Statistical Significance

Discussion of chess software programming and technical issues.

Moderator: Ras

CRoberson
Posts: 2091
Joined: Mon Mar 13, 2006 2:31 am
Location: North Carolina, USA

Statistical Significance

Post by CRoberson »

As I've stated before, I get much more repeatable results from
my tests than Bob or some of the rest of you.

At least I used to.

Then I added two features: easy move and failing low timer extension.
I think the timer extension is the issue.

Bob,
You might try turning that off in Crafty and testing the statistical
significance again to see if that is indeed the culprit.
bob
Posts: 20943
Joined: Mon Feb 27, 2006 7:30 pm
Location: Birmingham, AL

Re: Statistical Significance

Post by bob »

CRoberson wrote:As I've stated before, I get much more repeatable results from
my tests than Bob or some of the rest of you.

At least I used to.

Then I added two features: easy move and failing low timer extension.
I think the timer extension is the issue.

Bob,
You might try turning that off in Crafty and testing the statistical
significance again to see if that is indeed the culprit.
It isn't.

In fact, I have run thousands of games where the search is limited by number of nodes. For example, limit the game to 3,000,000 nodes per search for crafty vs crafty. Then re-run the same 160 games with 3,001,000 (1,000 nodes more) and the results vary significantly game to game...
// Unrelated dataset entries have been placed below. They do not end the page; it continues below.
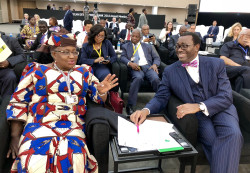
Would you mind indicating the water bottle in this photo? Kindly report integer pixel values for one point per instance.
(118, 46)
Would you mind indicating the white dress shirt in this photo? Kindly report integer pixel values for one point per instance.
(194, 74)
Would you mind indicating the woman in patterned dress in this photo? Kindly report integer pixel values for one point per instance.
(46, 113)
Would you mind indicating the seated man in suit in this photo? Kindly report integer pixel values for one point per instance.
(171, 45)
(142, 62)
(202, 84)
(8, 78)
(125, 34)
(212, 32)
(237, 58)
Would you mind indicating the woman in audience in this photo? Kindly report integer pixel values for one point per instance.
(37, 17)
(53, 25)
(47, 112)
(30, 31)
(166, 32)
(233, 32)
(98, 52)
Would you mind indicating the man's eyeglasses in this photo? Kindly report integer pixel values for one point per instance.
(183, 46)
(66, 53)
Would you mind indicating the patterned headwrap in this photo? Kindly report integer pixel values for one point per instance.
(58, 39)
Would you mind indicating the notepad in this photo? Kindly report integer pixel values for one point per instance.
(153, 135)
(5, 52)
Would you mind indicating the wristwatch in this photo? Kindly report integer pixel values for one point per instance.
(202, 107)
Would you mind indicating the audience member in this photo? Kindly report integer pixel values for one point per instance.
(98, 52)
(53, 7)
(236, 57)
(202, 85)
(29, 32)
(186, 24)
(172, 43)
(166, 32)
(37, 17)
(125, 34)
(108, 30)
(68, 18)
(8, 78)
(142, 62)
(25, 20)
(95, 20)
(53, 126)
(149, 38)
(83, 36)
(130, 17)
(53, 25)
(114, 26)
(212, 32)
(143, 19)
(233, 32)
The issue is timing. If your program searches 1M nodes per second, the operating system can't provide anywhere near 1ms timing accuracy, so your search will vary by well over 1,000 nodes per search, which will lead to different results for one or more moves in the game,and that is all it takes to change the result.
User avatar
hgm
Posts: 28353
Joined: Fri Mar 10, 2006 10:06 am
Location: Amsterdam
Full name: H G Muller

Re: Statistical Significance

Post by hgm »

It depends on the engine. I tested this for uMax 1.6 vs Eden 0.11, and on the average the first 40 moves of each game where the same. As many games (starting counting from the Silver positions) lasted shorter than 40 moves, it means many games were identically repeated.

Can't test it with Joker, as Joker randomizes its moves even if you would play with the same node limit.